When You Just Can’t Get It

Glasvegas. Dunno if you have heard them yet, but you will. They have a Mary Chainish-musical style, low fuzzing guitars and big drums, Spectoresque production. The usual. They deal in emotional, overwrought lyrics, a bit of a cut above most stuff that the NME rave about. They look quite cool. They also sing in Glaswegian accents, a brave and rarely taken step.

And I fucking hate them, and I mean really, really hate them. They make me want to cut the top of my skull off with a sharpened 50p piece and whisk my brain until it has achieved a nice consistency, then bake it. I don’t know why. They tick all my boxes. It’s an early stage in their career, certainly early enough that I could claim not to like them after their difficult second album. Why don’t I like them?!

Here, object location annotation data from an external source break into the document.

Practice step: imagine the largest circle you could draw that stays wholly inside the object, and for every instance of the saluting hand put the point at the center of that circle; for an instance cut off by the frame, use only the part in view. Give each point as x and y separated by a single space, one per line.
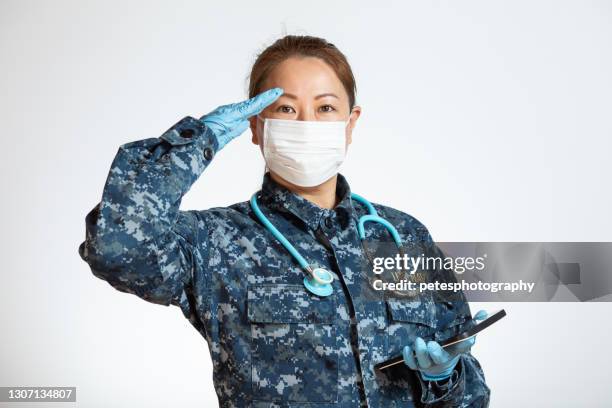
229 121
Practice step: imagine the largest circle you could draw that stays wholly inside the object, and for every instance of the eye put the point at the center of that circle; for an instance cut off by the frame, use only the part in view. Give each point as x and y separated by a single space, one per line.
327 108
285 109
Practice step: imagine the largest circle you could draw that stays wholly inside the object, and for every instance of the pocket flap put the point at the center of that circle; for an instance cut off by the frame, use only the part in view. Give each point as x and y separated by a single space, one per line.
284 303
422 311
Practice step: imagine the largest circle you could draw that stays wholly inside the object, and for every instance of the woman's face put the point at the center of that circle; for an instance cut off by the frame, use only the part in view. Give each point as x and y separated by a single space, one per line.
312 91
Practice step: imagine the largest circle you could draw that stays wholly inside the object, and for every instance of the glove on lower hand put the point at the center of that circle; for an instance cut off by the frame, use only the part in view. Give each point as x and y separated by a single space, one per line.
434 362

This is where music’s inescapable subjectivity comes to the fore. You can pretend to like something, you can believe you really do, but if you don’t, you don’t. Cards on the table – I think ‘Nude’ by Radiohead is shite. I’m sorry, I wish I didn’t, but I do. I have yet to find a reason to not despise the Klaxons. Rufus Wainwright annoys me more than I thought possible from someone not an EastEnders cast member. But I wish it were not so, dear reader, but you can’t get away from who you are.

Maybe it’s an age thing, getting older brings more confidence. That said, if I ever hear a Kooks song and think ‘that’s magic!’ you have permission to shoot me.